To help policymakers that may not be versed in constitutional law, the American Bar Association (ABA) promulgated the Ten Principles of a Public Defense Delivery System (Ten Principles), which represents in the words of the ABA the “fundamental criteria necessary to design a system that provides effective, efficient, high quality, ethical, conflict-free legal representation for criminal defendants who are unable to afford an attorney.”
The use of standards in criminal justice is not an entirely new concept for government officials. After all, for many decades policymakers have ordered minimum safety standards in all proposals to build a brand new courthouse, a new state highway overpass, or even to redo the electrical wiring in one’s home. Our Constitution demands that the taking of an individual’s liberty is given the same level of concern and care. Our nation’s top law enforcement officer, Attorney General Eric Holder, called the ABA Ten Principles the “basic building blocks of a well-functioning public defense system.”

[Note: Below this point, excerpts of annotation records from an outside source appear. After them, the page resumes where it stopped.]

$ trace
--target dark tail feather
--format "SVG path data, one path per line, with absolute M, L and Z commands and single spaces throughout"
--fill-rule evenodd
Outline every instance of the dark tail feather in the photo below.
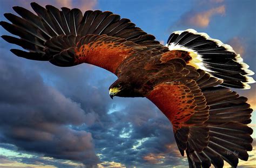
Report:
M 194 30 L 172 33 L 166 44 L 169 50 L 185 50 L 197 55 L 194 61 L 199 68 L 212 76 L 223 79 L 223 86 L 249 89 L 248 83 L 255 81 L 249 75 L 254 73 L 233 48 L 220 40 L 212 39 L 206 33 Z M 193 61 L 193 59 L 192 60 Z
M 209 129 L 209 141 L 200 152 L 191 150 L 188 145 L 190 166 L 209 167 L 211 163 L 223 167 L 225 160 L 235 167 L 238 159 L 247 160 L 247 151 L 252 150 L 253 130 L 246 125 L 251 121 L 252 109 L 246 97 L 226 87 L 203 87 L 202 92 L 210 107 L 205 123 Z

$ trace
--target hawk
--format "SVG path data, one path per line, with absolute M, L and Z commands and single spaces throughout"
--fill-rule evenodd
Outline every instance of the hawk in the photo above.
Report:
M 109 94 L 145 97 L 173 125 L 178 148 L 190 167 L 237 167 L 252 150 L 253 130 L 247 125 L 253 110 L 229 87 L 249 89 L 254 82 L 239 54 L 220 40 L 194 30 L 176 31 L 165 46 L 128 19 L 110 11 L 85 11 L 51 5 L 19 6 L 20 16 L 5 13 L 1 25 L 11 33 L 2 37 L 25 51 L 26 59 L 61 67 L 83 63 L 104 68 L 118 79 Z

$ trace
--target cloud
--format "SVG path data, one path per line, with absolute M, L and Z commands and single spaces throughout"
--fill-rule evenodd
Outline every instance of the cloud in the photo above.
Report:
M 244 40 L 238 37 L 234 37 L 227 41 L 227 44 L 232 47 L 234 51 L 243 57 L 245 53 Z
M 195 12 L 193 10 L 185 13 L 180 21 L 178 25 L 194 26 L 197 27 L 206 27 L 211 22 L 211 19 L 214 15 L 221 15 L 225 13 L 225 5 L 212 8 L 208 10 Z
M 94 114 L 46 85 L 35 69 L 9 62 L 16 58 L 7 52 L 0 59 L 0 142 L 55 158 L 98 163 L 91 134 L 68 126 L 91 124 Z

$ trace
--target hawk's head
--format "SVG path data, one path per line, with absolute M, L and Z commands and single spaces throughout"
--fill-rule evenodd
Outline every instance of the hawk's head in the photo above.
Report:
M 114 96 L 134 97 L 143 97 L 136 89 L 137 85 L 131 80 L 118 79 L 109 87 L 109 95 Z

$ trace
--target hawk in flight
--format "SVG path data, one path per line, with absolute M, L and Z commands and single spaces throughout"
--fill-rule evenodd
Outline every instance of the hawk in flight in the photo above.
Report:
M 25 51 L 15 55 L 62 67 L 87 63 L 118 79 L 111 98 L 145 97 L 172 123 L 178 148 L 190 167 L 237 167 L 248 159 L 253 111 L 247 99 L 229 88 L 249 89 L 254 82 L 239 54 L 220 41 L 194 30 L 172 33 L 164 46 L 128 19 L 110 11 L 51 5 L 19 7 L 5 13 L 2 37 Z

These ten simple tenets are a shorthand method by which to gauge whether or not the right to counsel delivery model is set up to allow attorneys to meet the constitutional threshold for adequacy. The Ten Principles seek to answer simple questions like: “Are attorneys appointed early enough in the process to have sufficient time to conduct necessary investigations?” or “Is the defense service provider free to zealously defend the client without concern for retaliation (i.e. termination of employment, reduction in pay, reduction in personnel, or reduction in defense resources)?” As such, the Principles are not a set of best practices to be aspired to, but rather, the minimum floor of effective representation itself.